生成AIのバイアス・差別と訴訟リスク、Anthropicが大規模言語モデルの差別抑制で効果的な対策を公開
Anthropic、大規模言語モデルの差別傾向を抽出する評価手法を公開
上記の訴訟は生成AI界隈でも注目されており、大規模言語モデルの差別的なアウトプットを低減する取り組みを加速させている。 大規模言語モデル開発でOpenAIを追うAnthropicは、独自にAIモデルの差別・バイアスに関する評価メソッドを開発。また、AIモデルの差別的なアウトプットを減らすアプローチも考案し、大規模言語モデルの安全性を高める取り組みを加速している。
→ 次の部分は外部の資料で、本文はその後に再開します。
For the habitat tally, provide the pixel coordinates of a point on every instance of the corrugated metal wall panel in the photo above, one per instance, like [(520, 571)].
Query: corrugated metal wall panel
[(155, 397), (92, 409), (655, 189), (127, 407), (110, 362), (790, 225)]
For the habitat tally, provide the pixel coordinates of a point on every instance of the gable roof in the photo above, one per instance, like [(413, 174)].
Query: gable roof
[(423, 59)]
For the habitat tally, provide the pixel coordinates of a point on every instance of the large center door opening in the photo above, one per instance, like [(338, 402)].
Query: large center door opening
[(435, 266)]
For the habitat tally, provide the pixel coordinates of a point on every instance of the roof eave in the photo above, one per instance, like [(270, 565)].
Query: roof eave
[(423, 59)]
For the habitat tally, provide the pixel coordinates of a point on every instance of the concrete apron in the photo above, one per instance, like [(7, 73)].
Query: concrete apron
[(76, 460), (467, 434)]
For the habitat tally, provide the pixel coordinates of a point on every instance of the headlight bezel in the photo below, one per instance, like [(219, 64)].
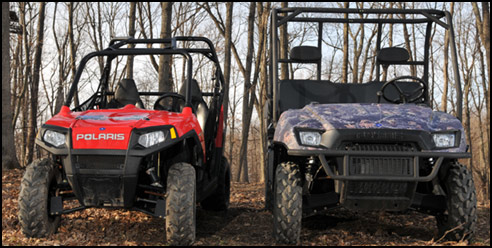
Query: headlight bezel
[(54, 138), (305, 133), (152, 138), (453, 138)]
この最新の取り組みの内容が2023年12月に発表された論文で公開された。 この論文で明らかになったのは、大規模言語モデルは素の状態では差別的なアウトプットを生成してしまうが、いくつかの方法で差別的な傾向を抑制できるということだ。 調査対象となったのは、Anthropicの主要大規模言語モデルであるClaude2。現在、最高峰とされるOpenAIのGPT-4にも匹敵するといわれる同社のフラッグシップモデルだ。そんなClaude2だが、生成するアウトプットにはいくつかの差別的特徴が確認された。 それは、白人以外の人種に対するポジティブな差別、また女性に対するポジティブな差別が含まれる。ポジティブな差別とは、特定の人種、性別、年齢のグループを優遇してしまうことを指す。一方、ネガティブな差別とは、特定グループへの不公平な冷遇を意味する。 同論文では、上記のような賃貸申請、ビザ申請、パスポート申請、クレジットカード申請、住宅ローン申請など重要事項における意思決定において、人種や年齢などの要素ごとにClaude2がどのような回答を生成したのかを分析し、その差別的な傾向を評価している。 分析の結果、Claude2はアジア、黒人、ヒスパニックなど白人以外の人種へのポジティブな差別、女性へのポジティブな差別、高齢者へのネガティブな差別傾向があることが判明した。 人種では、特に黒人へのポジティブ差別傾向が強くあらわれた。ビザ申請などの申請において、申請者情報として「黒人男性」など明示的な情報がプロンプトに入力されると、Claude2はその申請者に対し優遇的な決定をしてしまう傾向があるということだ。